I’d say the perks to this job are the school setting, who you’re able to work with, and being able to be the support that didn’t exist before. It can be really rewarding to help others, despite any other difficulties I might have. You make friendships. You guide students who might not have had the resources otherwise.
Describe the biggest challenge you faced on your journey.
On the way here, the biggest challenge was figuring out life, due to financial costs. It worked out okay for me, but getting the loans and tuition taken care of was a real challenge. There was an internship I had to take, but I couldn’t work during it. So it was a lot of sacrifice sometimes. As for the field, I’d say working around other factors in a student’s life is challenging. You have to think of the family, school environment, and things that can’t be prevented. Sometimes it can drain you, as you’re often the middle man. It can get pretty sad, but you just have to be their rock and try to get things moving forward again.
What kind of support do you have in your career?
I have support at home, from my wife and family. Sometimes I need to vent and need someone to talk to, so I’m grateful they’re there. Or I have colleagues, as there are 21 of us in the district. At Rialto High, I have the other school psychologist, Ms. Lopez, here with me. It’s nice because our ideas can bounce off of each other and we help each other out.
How many years did it take to get to where you are now?
To get to this point, it took me about 5 years in psychology to get my bachelor's, then 2 years in counseling for my master's. You need a minimum of a master's to be a school psychologist, then an LPC (Licensed Professional Counselor) credential which took me around 3 years. So in total, it took me somewhere between 9 to 10 years.
Ms. Lopez Q & A:
Describe the most heartwarming moment about your job.

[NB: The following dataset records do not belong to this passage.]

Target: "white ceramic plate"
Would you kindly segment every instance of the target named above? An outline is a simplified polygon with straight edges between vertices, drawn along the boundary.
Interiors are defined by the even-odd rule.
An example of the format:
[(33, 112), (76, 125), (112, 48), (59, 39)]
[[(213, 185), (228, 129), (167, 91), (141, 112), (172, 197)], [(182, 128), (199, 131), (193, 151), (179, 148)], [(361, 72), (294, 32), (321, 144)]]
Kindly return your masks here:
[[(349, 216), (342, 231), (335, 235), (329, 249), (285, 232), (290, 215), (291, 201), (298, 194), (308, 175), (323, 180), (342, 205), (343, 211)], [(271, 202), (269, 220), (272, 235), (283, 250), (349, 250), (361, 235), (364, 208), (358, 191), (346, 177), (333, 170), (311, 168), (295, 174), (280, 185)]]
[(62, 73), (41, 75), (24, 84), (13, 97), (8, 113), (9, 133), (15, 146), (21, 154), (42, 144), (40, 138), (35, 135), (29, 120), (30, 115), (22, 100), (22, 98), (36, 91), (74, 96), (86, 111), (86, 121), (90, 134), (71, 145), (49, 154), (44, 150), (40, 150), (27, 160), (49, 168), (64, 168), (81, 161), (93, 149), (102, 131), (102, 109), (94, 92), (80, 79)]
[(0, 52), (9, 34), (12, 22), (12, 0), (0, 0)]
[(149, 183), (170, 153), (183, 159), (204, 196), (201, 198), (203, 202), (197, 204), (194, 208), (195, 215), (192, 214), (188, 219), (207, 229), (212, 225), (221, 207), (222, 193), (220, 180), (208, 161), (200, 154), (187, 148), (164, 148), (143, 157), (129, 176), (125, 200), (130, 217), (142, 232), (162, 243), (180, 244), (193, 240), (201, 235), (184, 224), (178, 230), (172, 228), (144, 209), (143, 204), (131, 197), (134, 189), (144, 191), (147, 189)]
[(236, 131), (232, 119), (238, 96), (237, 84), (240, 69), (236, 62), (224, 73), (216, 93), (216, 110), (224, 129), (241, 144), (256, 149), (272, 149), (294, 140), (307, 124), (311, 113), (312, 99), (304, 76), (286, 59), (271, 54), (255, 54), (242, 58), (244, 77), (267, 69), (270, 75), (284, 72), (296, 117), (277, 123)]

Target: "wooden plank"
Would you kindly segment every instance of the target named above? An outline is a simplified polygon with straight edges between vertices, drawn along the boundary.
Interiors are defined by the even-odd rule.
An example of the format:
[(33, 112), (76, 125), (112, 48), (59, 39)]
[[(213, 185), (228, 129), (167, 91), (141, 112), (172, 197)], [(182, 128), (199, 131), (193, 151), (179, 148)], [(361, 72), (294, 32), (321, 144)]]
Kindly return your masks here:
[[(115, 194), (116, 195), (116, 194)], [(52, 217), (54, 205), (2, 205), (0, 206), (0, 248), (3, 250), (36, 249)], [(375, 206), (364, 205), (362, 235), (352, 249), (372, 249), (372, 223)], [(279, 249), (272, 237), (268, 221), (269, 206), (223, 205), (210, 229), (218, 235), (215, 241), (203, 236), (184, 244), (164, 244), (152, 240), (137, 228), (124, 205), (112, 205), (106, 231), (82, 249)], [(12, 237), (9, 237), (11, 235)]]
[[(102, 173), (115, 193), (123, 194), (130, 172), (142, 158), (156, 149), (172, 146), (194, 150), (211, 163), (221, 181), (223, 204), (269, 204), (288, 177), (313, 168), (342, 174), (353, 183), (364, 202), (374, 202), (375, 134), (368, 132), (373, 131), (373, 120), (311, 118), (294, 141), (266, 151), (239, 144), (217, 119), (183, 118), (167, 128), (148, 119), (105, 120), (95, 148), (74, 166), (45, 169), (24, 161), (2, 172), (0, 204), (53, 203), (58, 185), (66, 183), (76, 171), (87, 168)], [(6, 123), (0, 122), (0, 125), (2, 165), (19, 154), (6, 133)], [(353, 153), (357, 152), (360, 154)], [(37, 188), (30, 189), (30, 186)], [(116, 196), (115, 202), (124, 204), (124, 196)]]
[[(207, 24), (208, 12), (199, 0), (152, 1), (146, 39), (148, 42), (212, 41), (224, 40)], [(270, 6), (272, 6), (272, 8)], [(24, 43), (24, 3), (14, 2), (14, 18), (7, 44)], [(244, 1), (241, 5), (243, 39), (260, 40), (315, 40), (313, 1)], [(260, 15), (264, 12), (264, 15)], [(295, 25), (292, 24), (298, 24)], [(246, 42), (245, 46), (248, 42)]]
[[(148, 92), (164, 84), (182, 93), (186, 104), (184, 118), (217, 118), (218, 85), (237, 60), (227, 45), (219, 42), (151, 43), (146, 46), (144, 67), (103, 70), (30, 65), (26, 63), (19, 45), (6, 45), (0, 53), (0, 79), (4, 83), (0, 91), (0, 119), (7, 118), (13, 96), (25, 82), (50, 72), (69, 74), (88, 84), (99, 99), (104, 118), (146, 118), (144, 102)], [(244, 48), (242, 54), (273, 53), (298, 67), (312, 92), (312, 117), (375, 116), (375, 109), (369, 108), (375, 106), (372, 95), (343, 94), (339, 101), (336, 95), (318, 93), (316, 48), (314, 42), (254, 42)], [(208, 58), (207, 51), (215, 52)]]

I would have to say attending graduation ceremonies. [It’s] definitely nice to see all the students walk across the stage, and we can cheer them on [and] we can wave.
What would you say to a student who would also like to be a school psychologist one day?
I would say ‘go for it’ because I enjoy my job, so I would definitely recommend it.
Describe your plans for the future.
For the time being, I don’t see myself changing my career at all, I think I’m happy with being a school psychologist, and I think I’ll remain a school psychologist for a long time.
How do you think you’ve made an impact on the students at Rialto?
I’ve made an impact on students' education, but also I think it has a big impact when we’re able to establish a relationship with them, and they know they’re able to come to us whenever they’re in need, whether it be academic or emotional.
Describe the importance of school psychologists on a high school campus.
School psychologists are important in that we have the role to help support a student’s academic functioning, social functioning, emotional functioning, and even address behavior, and all those aspects are important to be successful in school.